Drawn-to-scale offers an SQL-on-HBase solution called Spire. Spire is modeled after Google's F1, which means it is a full SQL solution -- not just optimized analytics queries. This week, they announced that they've implemented a mongodb query-processor for spire, which is a drop-in replacement for mongodb. And with spire, you can gain the ability to make SQL queries over your mongo data and run MapReduce jobs over the underlying data stored in HBase.
http://drawntoscale.com/announcing-spire-for-mongo/
WebHDFS, which provides a REST API to HDFS, is available in many Hadoop distributions. We've seen a number of implementations pop up for non-jvm languages, and the latest is a version for Perl and is available on CPAN. It supports both insecure and secure deploys.

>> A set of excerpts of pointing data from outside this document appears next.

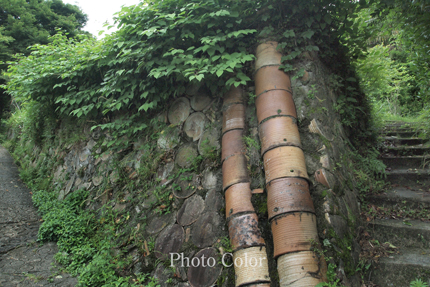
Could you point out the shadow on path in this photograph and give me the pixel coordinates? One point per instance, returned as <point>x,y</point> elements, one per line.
<point>23,262</point>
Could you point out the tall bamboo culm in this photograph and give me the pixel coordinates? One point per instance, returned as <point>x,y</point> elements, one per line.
<point>290,207</point>
<point>249,249</point>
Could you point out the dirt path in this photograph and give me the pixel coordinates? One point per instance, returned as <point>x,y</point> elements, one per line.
<point>23,261</point>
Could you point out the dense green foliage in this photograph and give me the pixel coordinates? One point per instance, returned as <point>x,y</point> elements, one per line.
<point>25,23</point>
<point>396,69</point>
<point>166,46</point>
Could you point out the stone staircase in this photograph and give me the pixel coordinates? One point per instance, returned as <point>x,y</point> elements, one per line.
<point>403,210</point>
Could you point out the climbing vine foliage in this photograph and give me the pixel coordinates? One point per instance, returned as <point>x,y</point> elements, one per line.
<point>164,46</point>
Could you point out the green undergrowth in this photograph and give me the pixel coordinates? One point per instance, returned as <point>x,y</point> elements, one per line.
<point>368,170</point>
<point>86,242</point>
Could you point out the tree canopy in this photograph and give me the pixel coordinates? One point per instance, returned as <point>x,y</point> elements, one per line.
<point>27,22</point>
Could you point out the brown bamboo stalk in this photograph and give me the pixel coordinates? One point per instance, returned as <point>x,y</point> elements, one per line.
<point>290,206</point>
<point>249,252</point>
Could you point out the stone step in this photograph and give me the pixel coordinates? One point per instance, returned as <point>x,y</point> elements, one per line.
<point>413,197</point>
<point>404,141</point>
<point>409,176</point>
<point>414,161</point>
<point>399,270</point>
<point>406,150</point>
<point>401,233</point>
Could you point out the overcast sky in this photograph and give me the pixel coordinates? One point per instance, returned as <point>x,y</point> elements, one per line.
<point>100,11</point>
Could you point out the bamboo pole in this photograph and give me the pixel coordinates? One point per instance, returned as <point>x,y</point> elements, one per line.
<point>290,206</point>
<point>249,252</point>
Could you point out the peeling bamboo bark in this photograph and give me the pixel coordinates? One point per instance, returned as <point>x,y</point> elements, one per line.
<point>249,251</point>
<point>290,206</point>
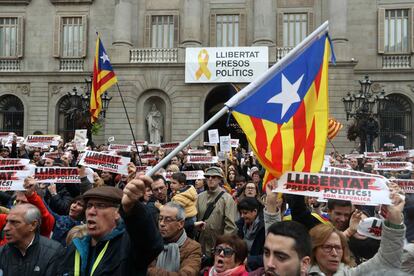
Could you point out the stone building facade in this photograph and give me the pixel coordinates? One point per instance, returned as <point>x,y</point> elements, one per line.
<point>47,48</point>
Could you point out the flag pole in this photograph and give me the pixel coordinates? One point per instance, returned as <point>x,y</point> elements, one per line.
<point>187,141</point>
<point>129,122</point>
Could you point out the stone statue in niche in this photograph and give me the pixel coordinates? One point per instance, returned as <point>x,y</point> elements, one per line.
<point>155,125</point>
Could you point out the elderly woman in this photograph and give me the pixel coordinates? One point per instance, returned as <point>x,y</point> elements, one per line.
<point>330,252</point>
<point>229,255</point>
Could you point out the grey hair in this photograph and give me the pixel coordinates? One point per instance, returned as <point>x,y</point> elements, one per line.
<point>180,210</point>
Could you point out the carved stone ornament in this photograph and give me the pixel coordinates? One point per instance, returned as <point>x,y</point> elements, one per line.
<point>15,2</point>
<point>71,1</point>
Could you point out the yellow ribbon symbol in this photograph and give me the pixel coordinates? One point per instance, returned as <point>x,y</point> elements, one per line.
<point>203,61</point>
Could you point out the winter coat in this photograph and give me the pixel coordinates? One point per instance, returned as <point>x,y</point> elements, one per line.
<point>131,247</point>
<point>389,255</point>
<point>221,220</point>
<point>190,261</point>
<point>41,258</point>
<point>187,198</point>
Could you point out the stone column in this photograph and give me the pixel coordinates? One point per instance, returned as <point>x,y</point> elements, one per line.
<point>338,15</point>
<point>263,20</point>
<point>191,35</point>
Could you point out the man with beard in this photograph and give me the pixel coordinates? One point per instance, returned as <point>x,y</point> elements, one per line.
<point>122,238</point>
<point>287,250</point>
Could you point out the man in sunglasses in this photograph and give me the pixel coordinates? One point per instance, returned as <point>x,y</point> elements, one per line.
<point>122,238</point>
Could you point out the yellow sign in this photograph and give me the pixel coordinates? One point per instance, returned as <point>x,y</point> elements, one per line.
<point>203,62</point>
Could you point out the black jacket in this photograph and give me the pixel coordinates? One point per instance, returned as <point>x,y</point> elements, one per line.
<point>255,258</point>
<point>41,258</point>
<point>133,245</point>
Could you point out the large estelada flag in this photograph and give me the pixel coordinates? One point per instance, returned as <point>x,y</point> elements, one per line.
<point>103,78</point>
<point>285,117</point>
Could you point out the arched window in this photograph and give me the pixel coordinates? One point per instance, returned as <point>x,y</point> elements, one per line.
<point>68,119</point>
<point>11,114</point>
<point>395,121</point>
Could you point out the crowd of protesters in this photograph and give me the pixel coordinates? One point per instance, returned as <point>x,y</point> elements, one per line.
<point>226,222</point>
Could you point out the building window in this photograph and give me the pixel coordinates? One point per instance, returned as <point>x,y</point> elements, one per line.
<point>396,31</point>
<point>11,114</point>
<point>72,37</point>
<point>162,31</point>
<point>227,30</point>
<point>295,28</point>
<point>395,121</point>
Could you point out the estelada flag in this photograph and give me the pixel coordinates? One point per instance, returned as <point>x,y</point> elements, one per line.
<point>285,117</point>
<point>334,126</point>
<point>103,78</point>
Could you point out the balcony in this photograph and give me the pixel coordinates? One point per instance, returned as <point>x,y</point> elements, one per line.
<point>396,61</point>
<point>71,65</point>
<point>281,52</point>
<point>154,55</point>
<point>9,65</point>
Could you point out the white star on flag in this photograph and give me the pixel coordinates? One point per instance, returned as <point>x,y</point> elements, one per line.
<point>104,57</point>
<point>288,96</point>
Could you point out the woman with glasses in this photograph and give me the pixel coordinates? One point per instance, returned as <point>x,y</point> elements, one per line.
<point>229,255</point>
<point>331,255</point>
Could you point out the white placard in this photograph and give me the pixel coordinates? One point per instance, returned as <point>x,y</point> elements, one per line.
<point>225,64</point>
<point>213,137</point>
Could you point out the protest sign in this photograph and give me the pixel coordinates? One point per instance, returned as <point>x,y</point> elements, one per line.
<point>120,147</point>
<point>374,155</point>
<point>105,162</point>
<point>194,175</point>
<point>56,175</point>
<point>13,162</point>
<point>225,143</point>
<point>169,145</point>
<point>357,189</point>
<point>199,159</point>
<point>198,152</point>
<point>42,140</point>
<point>13,180</point>
<point>407,185</point>
<point>213,137</point>
<point>393,166</point>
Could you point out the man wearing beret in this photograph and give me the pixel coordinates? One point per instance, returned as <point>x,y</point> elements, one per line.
<point>122,238</point>
<point>222,218</point>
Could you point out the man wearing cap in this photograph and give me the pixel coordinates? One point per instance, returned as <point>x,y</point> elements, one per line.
<point>222,218</point>
<point>122,238</point>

https://github.com/opsmekanix/Apache-Hadoop-WebHDFS
Pydoop 0.9.0 was released with support for CDH 4.1.2 and Apache Hadoop 1.1.2. It also supports the new parcel format for Cloudera Manager.

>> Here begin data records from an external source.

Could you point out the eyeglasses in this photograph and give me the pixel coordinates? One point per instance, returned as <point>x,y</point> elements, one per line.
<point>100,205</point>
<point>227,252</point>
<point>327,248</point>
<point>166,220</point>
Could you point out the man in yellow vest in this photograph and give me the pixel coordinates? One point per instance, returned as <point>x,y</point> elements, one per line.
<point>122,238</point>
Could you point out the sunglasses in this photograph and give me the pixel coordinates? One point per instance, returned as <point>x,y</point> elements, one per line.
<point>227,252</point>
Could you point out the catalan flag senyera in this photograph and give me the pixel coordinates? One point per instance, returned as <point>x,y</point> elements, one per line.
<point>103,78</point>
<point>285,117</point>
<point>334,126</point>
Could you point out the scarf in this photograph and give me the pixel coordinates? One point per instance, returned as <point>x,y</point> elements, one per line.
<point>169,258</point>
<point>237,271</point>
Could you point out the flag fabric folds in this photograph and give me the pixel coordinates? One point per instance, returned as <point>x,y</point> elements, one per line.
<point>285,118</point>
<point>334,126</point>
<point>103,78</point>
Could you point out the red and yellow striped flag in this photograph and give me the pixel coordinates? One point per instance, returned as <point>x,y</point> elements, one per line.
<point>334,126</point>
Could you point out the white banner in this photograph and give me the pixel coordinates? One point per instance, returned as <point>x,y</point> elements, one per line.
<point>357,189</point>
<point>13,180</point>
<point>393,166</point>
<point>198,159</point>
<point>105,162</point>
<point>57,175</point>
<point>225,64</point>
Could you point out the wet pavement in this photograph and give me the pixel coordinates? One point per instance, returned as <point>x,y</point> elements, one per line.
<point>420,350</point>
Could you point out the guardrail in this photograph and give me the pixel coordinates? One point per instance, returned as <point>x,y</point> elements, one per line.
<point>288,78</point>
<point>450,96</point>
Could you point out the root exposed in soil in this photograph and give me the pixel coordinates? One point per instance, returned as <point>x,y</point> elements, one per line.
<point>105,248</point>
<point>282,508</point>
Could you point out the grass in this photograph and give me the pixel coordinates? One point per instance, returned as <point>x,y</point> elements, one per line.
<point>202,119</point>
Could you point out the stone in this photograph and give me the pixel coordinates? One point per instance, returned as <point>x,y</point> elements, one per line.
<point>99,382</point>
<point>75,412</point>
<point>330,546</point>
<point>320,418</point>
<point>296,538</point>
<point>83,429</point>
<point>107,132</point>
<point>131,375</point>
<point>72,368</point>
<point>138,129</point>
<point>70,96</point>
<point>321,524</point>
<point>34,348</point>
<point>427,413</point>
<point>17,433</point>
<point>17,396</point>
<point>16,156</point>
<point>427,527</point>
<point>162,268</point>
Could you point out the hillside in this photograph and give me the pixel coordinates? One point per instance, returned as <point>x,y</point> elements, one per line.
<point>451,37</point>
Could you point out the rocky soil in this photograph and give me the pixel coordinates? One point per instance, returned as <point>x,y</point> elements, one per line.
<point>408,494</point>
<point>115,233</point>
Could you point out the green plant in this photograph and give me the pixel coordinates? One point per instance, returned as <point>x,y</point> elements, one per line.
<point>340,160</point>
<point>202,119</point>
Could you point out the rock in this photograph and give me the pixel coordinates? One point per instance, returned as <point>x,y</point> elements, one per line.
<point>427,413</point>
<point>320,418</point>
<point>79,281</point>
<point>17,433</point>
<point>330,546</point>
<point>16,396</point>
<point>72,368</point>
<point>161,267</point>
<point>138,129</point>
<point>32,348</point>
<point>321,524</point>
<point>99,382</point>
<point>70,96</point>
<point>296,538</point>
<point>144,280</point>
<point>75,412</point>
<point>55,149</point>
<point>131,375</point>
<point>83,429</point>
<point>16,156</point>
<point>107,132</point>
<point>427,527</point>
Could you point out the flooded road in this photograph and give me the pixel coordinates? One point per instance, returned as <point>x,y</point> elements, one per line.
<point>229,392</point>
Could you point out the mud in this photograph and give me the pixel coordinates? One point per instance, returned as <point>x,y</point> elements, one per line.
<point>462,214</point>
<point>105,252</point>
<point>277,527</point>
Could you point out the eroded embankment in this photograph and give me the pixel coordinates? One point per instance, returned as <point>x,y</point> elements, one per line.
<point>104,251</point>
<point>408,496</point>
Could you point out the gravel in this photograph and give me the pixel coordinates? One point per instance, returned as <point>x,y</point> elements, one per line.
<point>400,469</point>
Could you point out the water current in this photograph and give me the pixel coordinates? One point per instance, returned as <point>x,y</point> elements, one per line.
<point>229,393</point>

http://pydoop.sourceforge.net/docs/news.html
Cloudera has introduced a new suite of machine learning tools called Cloudera ML. The tools are focusing on k-means clustering to start with, and include MapReduce jobs to evaluate the quality of the generated clusters on the full data set. Future works includes HCatalog/Hive integration, support for pivot tables, and ensemble classifiers.
http://blog.cloudera.com/blog/2013/03/cloudera_ml_data_science_tools/ https://github.com/cloudera/ml
Chronos is AirBnB's workflow and scheduling framework. They call it a replacement for cron, but it is much more than that -- it runs on Mesos, can execute arbitrary shell/bash, and also includes a UI for CRUD operations on jobs in the system. All operations are exposed via a REST api, and they have examples with curl from the command line.
http://airbnb.github.com/chronos/
Datastax has released version 3.0 of OpsCenter Enterprise, its management software for Cassandra. This version has a number of new features, such as visual cluster creation and management and DSE security and encryption. It also contains a number of bug fixes.
http://www.datastax.com/docs/opscenter/release_notes#id1
Voldemort 1.3 was released. Improvements in this release include a new storage layer, better read-only performance, and monitoring & admin APIs enhancements. New features include avro and kerberos support.
http://engineering.linkedin.com/voldemort/announcing-voldemort-13-open-source-release
HDP 2.0 alpha 2 was announced. HDP 2.0 is built from the Apache Hadoop 2.0 branch, which means it is based upon Apache YARN. The alpha 2 release has two major new features -- the introduction of Apache Tez to the stack and improvements to Apache Hive (see link to Hortonworks blog post about some of these improvements above). Tez is not enabled by default, but there are instructions to enable it as part of the documentation guide.
White Elephant is a system for analyzing Job Tracker history logs to analyze cluster utilization. It can be used for schedule planning (to find times the cluster is under utilized), capacity planning, and billing. It includes scripts to upload logs, MapReduce jobs to analyze and aggregate the logs, and a server to view the aggregate statistics.
http://engineering.linkedin.com/hadoop/white-elephant-hadoop-tool-you-never-knew-you-needed
AMP (from UC Berkeley) has started "AMP Camp Big Data Mini Course" which is an online tutorial/course for setting up and running through some examples with the Hadoop stack. The course focuses on Spark, the distributed computation engine that supports data caching and is written in scala (Spark also has an SQL interface called Shark).
http://ampcamp.berkeley.edu/big-data-mini-course/
Concurrent, the makers of Cascading and Lingual, have raised 4 million in Series A funding and appointed a new CEO.
MapR, the maker of MapR Distribution for Hadoop (M3, M5 and M7) and the original proponent of Apache Drill, announced it that it has raised $30 million in additional funding. This brings MapR's total funding to $59 million.